Tankless heaters depend on steady flow through tiny passages in a heat exchanger. Scale narrows those passages. With Charlotte’s water at around 5 to 8 grains of hardness in many neighborhoods, unprotected tankless units often need descaling every 12 to 24 months. Homes on wells tend to scale faster and also bring sediment into the mix.

Inside the heater, a flow sensor measures the water moving through the unit to tell the control board when to fire and how hard. If the sensor sticks or reads low because of scale or debris, the board may starve the burner, leading to repeated light-off attempts and Error 11. If scale restricts flow, the unit may short-cycle the flame to avoid overheating a small water volume, which can drop the flame and flash Error 12.

Flushing with a pump, hoses, and white vinegar or a citric acid solution for 45 to 60 minutes dissolves scale. I prefer citric acid for its lower odor and predictable strength. While flushing, I pull and clean inlet screens at the cold and hot service valves. You would be surprised how much PVC shavings and sand sit there after a remodel or new water heater installation Charlotte homeowners did a year before.

If you have a recirculation loop, make sure the check valve functions and the loop is balanced. A misbehaving recirc can send hot water back into the cold inlet and confuse the temperature logic, which then chases the setpoint and sometimes drops flame.

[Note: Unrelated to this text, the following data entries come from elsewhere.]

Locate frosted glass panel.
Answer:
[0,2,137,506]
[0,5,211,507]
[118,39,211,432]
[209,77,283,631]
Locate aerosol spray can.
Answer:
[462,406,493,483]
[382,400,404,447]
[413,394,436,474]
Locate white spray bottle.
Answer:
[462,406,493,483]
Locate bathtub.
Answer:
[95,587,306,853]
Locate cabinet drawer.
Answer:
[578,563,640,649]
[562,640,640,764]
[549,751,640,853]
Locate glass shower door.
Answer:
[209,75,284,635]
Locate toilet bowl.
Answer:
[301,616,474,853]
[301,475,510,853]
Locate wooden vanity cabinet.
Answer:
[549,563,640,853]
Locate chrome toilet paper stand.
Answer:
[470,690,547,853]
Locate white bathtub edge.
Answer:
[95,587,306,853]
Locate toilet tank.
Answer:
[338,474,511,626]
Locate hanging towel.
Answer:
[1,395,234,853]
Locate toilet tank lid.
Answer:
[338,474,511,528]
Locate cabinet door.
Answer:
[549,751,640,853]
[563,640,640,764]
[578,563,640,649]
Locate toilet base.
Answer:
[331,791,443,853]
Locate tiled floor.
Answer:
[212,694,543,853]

Electrical and control basics

Ignition demands spark strength and clean signals from sensors. Low voltage at the outlet after a power strip, weak ground, or a shared circuit with a treadmill or freezer can introduce electrical noise or starve the igniter. Most tankless units need a solid 120 volts. I see outlets in attic installations where voltage sags to 108 under load with a long run and loose connections. Tighten terminations, correct the circuit, and the misfires disappear.

Flame sensors, which are often simple metal rods in the flame path, build light oxidation. A gentle cleaning with very fine abrasive cloth restores signal. Igniters wear over time. At six to ten years old, many units benefit from a new igniter and flame rod as part of a tune-up. Control boards fail less often, but when all else checks out and signals show up erratically, a board may be the culprit.

On some models, a dirty or misaligned air-fuel ratio (AFR) sensor will cause nuisance Error 12. If your model has an AFR calibration mode, and the gas pressure and venting are correct, a qualified tech can recalibrate it.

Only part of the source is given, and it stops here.